In a selective culture system, the in vitro generation of terminal deoxynucleotidyl transferase positive (TdT+) B cell progenitors from rat, mouse, and human bone marrow (BM) is characterized by initial lymphoid colonization of a mouse BM feeder layer. In the present study, four sequentially appearing subsets of B cell progenitors in the culture system are characterized. The first lymphoid subsets to appear, and presumably the least mature, are the adherent TdT- and TdT+ cells that reach plateau numbers on days 3 and 7, respectively. The appearance of TdT+ cells in the adherent phase of the culture is closely followed by a parallel increase in the number of TdT+ cells in the nonadherent phase, suggesting the release of a constant proportion of the adherent lymphoid cells from the feeder layer. Lastly, a wave of TdT- lymphoid cells is observed in the nonadherent fraction. All of the lymphoid cells generated in the cultures expressed the rat equivalent of the B220 antigen, whereas only one-half of the lymphoid cells (and one-half of the TdT+ cells) expressed the heat stable antigen (HSA), while none expressed surface or cytoplasmic immunoglobulin (Ig).

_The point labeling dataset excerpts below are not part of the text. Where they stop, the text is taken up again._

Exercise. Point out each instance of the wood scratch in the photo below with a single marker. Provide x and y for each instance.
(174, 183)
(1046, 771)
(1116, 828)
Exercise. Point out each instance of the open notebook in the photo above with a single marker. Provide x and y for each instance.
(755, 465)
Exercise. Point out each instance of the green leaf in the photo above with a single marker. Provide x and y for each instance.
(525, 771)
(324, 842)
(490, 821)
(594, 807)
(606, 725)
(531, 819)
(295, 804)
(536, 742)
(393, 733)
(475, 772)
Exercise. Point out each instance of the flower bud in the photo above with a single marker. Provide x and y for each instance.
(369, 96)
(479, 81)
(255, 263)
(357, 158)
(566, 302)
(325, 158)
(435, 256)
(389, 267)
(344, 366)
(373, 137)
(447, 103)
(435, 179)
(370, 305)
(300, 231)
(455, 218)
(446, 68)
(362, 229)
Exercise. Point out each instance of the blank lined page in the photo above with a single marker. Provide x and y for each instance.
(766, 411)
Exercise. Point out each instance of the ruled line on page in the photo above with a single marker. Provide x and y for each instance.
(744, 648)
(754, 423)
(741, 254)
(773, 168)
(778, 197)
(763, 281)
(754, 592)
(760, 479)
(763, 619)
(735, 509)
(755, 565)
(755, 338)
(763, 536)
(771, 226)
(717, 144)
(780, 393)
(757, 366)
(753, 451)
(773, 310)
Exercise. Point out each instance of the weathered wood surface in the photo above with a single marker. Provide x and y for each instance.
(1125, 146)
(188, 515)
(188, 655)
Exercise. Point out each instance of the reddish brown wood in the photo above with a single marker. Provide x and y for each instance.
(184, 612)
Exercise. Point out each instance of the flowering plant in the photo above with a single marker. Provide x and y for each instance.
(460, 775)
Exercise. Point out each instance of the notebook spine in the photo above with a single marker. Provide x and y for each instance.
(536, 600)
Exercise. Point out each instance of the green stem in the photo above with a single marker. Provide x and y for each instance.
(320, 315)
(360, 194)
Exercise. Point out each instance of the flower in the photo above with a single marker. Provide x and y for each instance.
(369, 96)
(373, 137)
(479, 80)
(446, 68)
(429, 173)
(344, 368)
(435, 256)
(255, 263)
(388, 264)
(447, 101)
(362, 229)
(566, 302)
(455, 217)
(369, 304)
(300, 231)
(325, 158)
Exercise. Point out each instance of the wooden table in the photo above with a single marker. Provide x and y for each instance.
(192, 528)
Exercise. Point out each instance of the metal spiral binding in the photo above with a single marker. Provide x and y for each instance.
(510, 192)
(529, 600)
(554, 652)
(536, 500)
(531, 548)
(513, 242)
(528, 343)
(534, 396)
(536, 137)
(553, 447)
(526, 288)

This phenotypic profile identifies one-half of the generated lymphoid cells as pre-pro-B cells and the remainder as early to late pro-B cells. It also demonstrates that TdT is initially expressed prior to HSA expression in rat B cell differentiation. In vitro transfer experiments demonstrate that virtually all the precursors of TdT+ lymphoid cells (pre-TdT cells) in rat BM adhere to the mouse BM feeder layer during the first 24 hours of culture, and by day 7 of culture, the total pre-TdT cell activity in the adherent cell compartment increases more than 20-fold on a per cell basis and more than 70-fold on a per well basis. Finally, it was observed that a decrease in the concentration of fetal bovine serum (FBS) in the culture medium resulted in the selective release of the adherent TdT+, but not TdT-, lymphoid cells into the nonadherent compartment. These studies indicated that a stepwise progression of the earliest detectable stages in lymphoid development was associated with changes in stromal cell/lymphoid cell interactions that were partly regulated by serum-dependent adhesion mechanisms.